Sonreía tontamente mientras se afanaba en barrer hojas secas y cigarrillos en la Plaza de España. Se llamaba Miguel y su rostro evidenciaba su juventud; rozando la veintena, hacía ya tiempo que había decidido dejar de estudiar: no se le daba bien, no era lo suyo. Acumulaba un largo currículo resultado de cubrir vacaciones y bajas médicas más que por el descontento de sus jefes.
Ella también sonreía tontamente mientras salía de una tienda de ropa de la calle Serrano. Con altos tacones y minifalda, Sonia paseaba su veintena evidenciando el poder adquisitivo de su familia.
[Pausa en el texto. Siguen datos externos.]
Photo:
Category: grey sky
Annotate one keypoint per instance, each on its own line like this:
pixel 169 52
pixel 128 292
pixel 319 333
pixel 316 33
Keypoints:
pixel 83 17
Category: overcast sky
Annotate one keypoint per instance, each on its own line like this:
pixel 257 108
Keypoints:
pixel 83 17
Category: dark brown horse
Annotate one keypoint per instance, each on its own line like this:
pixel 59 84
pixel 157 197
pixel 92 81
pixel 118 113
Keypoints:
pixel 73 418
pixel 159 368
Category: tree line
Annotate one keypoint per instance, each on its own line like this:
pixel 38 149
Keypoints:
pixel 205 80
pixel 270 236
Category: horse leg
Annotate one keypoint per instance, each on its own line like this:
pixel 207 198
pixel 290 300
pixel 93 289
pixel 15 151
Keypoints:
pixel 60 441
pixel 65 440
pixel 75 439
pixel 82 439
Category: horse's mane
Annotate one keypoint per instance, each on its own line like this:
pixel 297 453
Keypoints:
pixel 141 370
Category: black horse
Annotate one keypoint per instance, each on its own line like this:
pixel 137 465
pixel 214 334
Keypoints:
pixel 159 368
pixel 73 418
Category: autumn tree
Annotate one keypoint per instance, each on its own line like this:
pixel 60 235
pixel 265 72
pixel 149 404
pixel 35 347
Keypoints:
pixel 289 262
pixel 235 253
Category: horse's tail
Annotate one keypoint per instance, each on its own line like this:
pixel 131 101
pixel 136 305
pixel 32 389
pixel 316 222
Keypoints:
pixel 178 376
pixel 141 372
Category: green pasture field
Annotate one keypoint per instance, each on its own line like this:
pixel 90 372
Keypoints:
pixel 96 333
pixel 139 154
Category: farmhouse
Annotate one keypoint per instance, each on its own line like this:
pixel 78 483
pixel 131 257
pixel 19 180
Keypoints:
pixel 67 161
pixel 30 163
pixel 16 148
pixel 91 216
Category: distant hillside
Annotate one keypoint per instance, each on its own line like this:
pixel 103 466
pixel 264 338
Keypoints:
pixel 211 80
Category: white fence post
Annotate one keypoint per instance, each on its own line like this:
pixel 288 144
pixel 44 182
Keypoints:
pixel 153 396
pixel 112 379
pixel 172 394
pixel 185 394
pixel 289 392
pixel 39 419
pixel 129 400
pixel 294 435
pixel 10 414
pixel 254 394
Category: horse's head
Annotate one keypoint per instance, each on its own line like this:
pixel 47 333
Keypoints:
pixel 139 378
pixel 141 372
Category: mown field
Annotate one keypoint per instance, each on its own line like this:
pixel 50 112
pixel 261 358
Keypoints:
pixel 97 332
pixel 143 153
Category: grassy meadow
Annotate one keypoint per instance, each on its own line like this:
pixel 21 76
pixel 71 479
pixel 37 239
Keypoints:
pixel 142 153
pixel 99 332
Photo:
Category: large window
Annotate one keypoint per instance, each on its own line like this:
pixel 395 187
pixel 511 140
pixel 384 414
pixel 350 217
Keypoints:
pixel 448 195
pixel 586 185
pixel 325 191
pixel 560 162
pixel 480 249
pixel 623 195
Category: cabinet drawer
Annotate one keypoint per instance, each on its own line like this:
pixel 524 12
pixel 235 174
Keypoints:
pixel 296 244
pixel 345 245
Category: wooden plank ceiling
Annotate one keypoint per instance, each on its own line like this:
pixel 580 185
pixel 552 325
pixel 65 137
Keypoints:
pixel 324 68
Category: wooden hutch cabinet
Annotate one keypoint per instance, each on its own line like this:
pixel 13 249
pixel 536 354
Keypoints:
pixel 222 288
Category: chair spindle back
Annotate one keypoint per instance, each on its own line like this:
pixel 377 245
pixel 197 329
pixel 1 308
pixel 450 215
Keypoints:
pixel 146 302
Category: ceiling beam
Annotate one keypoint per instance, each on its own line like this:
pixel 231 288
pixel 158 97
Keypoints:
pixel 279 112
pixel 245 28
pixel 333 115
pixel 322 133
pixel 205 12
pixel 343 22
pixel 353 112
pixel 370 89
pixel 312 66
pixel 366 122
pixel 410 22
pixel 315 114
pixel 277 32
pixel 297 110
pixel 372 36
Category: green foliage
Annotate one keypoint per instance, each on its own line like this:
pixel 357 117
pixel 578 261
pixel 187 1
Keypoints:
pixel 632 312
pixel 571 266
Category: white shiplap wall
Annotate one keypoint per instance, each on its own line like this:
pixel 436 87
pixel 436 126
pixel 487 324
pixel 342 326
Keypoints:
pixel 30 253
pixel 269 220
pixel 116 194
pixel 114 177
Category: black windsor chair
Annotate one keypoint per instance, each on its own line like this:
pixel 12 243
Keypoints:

No había trabajado nunca y no tenía intención de hacerlo, pero cumplía con el mandato de su padre de sacarse una carrera y el planteamiento de cursar después un master en el extranjero.
Miguel vertió varias papeleras en el cubo de basura de su carro y comprobó la hora en su móvil: le quedaban solo cinco minutos para acabar su turno, tiempo justo para regresar a su edificio. Antes de guardar el teléfono, aprovechó para abrir el chat y mandarla un par de emoticonos.
Sonia guardó las bolsas en el maletero de su coche y le indicó al chofer que ya podían irse. Se sentó y comprobó la hora en su móvil. Sin embargo, no le llegó a prestar atención al reloj sino al par de mensajes que acababa de recibir. Respondió con otro emoticono y un gif.
Miguel se despojó de su uniforme y se dio una ducha rápida de agua fría. Se perfumó concienzudamente y se vistió deprisa. Bajó a la calle y fue directo al metro. No solía utilizar ese medio de transporte sino que prefería ir andando a cualquier parte, pero iba un poco apurado y lo último que quería era tener que correr y llegar sudando y colorado.
Miguel y Sonia llevaban dos meses hablando por mensajería instantánea y se habían jurado ya amor eterno. Estaban a punto de encontrarse en las inmediaciones del Palacio Real. Era la primera vez que se iban a ver en persona.